Loretta’s brow furrowed, but she didn’t interrupt.
“I was a quiet kid,” she gave a little incredulous chortle at that. "No, really" Oliver went on. “I thought — if I stayed quiet enough, stayed out of the way, maybe someone would finally want to keep me around. Didn’t work, of course. But I tried.”
They stopped in front of an old brick building with a faded sign that read Mycyn Theatre. The paint was chipped, the windows dusty, but it still stood proudly on the corner, as if refusing to give in to time.
“This is where everything changed,” he said softly. “One day, I wandered in and saw a bunch of neighborhood kids rehearsing for a production of Oliver!” He chuckled at the irony. “They were loud, ridiculous, absolutely fearless. I’d never seen kids like that. I wanted to be one of them.”
He led her to the steps of the theatre and sat down. Loretta followed, watching as he glanced at the dark windows, his eyes distant.
“I auditioned. Got a tiny part — one line. Just one. But I was so proud of it.” His smile wavered a little. “I told Sue and Al. Asked them to come see me perform. They said theatre was for people who didn’t know how to work for a living.”
Loretta felt her chest tighten. “Oh, Oliver…”
“So I quit the play,” he said simply. “Figured it’d make things easier. But…” He paused, his gaze softening. “Every night, I came back anyway. I’d stand at the back of the theatre and watch. Just in case they needed me after all. I’d watch another kid say my line.”
For a moment, the city noise seemed to fade, leaving only the quiet patter of rain.

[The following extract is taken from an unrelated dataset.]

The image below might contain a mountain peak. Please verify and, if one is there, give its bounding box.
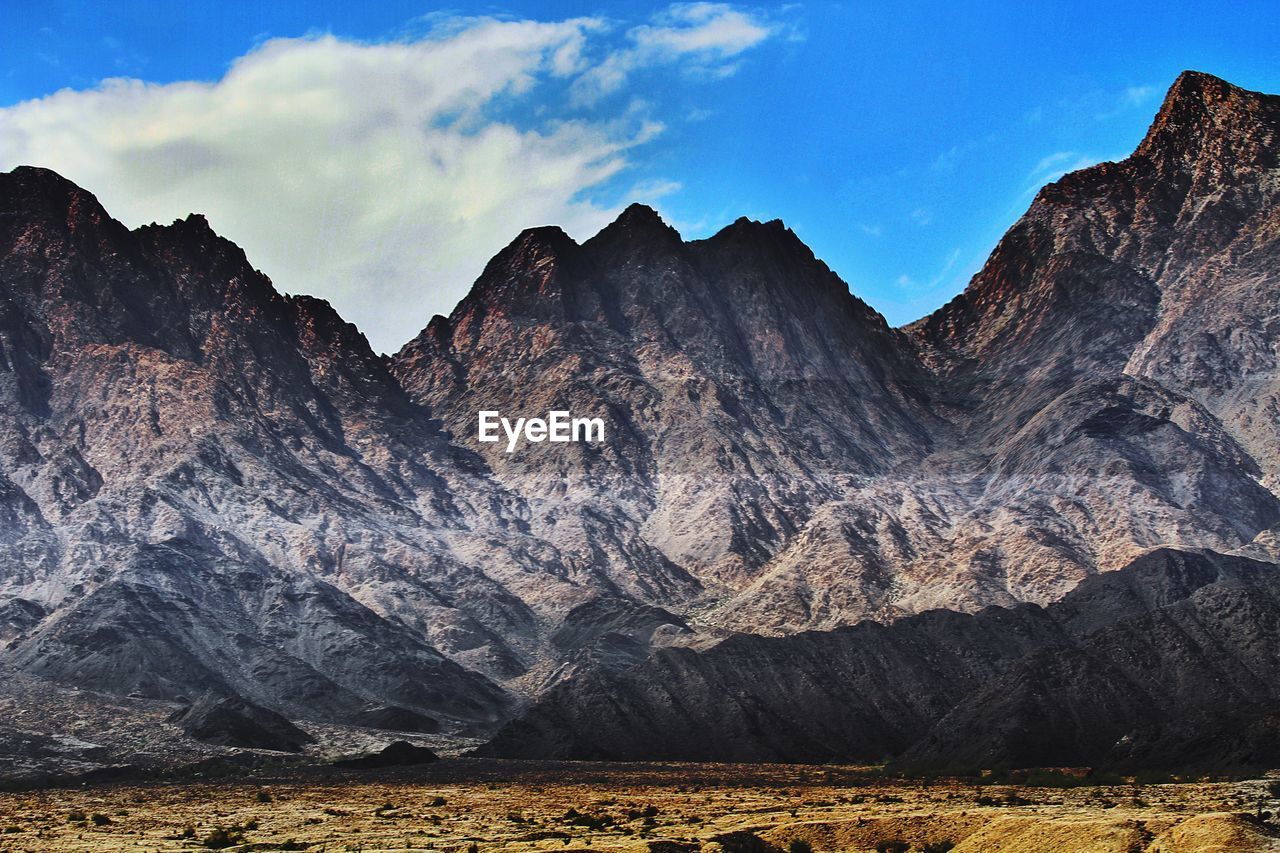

“I think,” he said after a while, “that’s when I fell in love with all of this. The stage, the stories, the people brave enough to take up space. I wasn’t brave then. But I wanted to be.”
Loretta reached over, taking his hand in both of hers. He looked down at their joined fingers and smiled — a small, wistful smile that carried both the ache of old memories and the warmth of being seen.

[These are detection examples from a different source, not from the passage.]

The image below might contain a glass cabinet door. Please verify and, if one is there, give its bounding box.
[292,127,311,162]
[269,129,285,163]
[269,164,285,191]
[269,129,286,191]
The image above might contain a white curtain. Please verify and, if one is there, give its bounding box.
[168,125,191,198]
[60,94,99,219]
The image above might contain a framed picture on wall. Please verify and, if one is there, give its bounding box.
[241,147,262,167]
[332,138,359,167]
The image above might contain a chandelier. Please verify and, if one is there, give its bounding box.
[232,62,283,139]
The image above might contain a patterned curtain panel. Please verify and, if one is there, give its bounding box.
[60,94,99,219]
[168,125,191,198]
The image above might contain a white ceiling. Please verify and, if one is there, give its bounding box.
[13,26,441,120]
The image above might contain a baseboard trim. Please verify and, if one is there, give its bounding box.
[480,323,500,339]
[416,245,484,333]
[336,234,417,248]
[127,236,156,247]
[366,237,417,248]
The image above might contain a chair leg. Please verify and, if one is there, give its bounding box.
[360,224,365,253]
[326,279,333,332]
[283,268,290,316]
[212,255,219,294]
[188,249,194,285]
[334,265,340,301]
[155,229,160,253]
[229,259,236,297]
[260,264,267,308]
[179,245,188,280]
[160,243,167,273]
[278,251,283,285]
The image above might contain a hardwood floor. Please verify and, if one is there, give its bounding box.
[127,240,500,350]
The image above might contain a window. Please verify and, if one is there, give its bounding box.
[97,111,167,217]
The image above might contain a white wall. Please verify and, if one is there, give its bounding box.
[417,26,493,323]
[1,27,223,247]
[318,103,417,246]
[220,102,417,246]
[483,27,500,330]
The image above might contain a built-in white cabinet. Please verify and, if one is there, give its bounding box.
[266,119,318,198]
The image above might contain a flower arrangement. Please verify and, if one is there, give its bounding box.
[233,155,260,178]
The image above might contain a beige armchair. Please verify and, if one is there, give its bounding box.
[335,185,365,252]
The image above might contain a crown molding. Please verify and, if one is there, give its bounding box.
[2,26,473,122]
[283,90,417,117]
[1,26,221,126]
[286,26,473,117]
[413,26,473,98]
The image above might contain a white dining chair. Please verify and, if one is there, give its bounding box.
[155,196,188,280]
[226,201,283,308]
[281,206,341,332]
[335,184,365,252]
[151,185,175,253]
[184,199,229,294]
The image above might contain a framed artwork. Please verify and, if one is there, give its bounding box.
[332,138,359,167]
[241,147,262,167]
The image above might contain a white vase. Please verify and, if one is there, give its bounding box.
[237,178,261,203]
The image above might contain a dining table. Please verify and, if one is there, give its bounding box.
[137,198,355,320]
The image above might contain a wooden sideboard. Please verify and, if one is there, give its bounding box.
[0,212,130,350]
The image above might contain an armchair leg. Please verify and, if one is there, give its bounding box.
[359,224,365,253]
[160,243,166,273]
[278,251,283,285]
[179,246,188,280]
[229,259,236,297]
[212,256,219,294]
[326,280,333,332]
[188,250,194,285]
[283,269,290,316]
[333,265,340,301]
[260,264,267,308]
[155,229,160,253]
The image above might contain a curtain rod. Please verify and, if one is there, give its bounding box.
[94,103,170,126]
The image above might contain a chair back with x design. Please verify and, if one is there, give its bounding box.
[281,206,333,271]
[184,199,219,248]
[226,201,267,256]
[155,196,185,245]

“You were brave,” she said softly. “Maybe not in the way you thought. But you stayed. You cared enough to come back. That says something.”
He turned to her, eyes glinting. “You always know how to rewrite the sad bits into something poetic.”
“I’m an actress,” she said, smiling gently. “It’s what we do.”
He laughed, leaning in to rest his forehead against hers. “You’re too good to me, Loretta Durkin.”
“And you,” she whispered, “are not nearly as indestructible as you think.”
They sat there until the rain stopped, the old theatre behind them like a silent witness to a long-forgotten beginning.
For the first time, Loretta thought she could see the boy Oliver had been — small, hopeful, and full of stories waiting to be told.
And for Oliver, it felt like the first time he’d truly told one of them.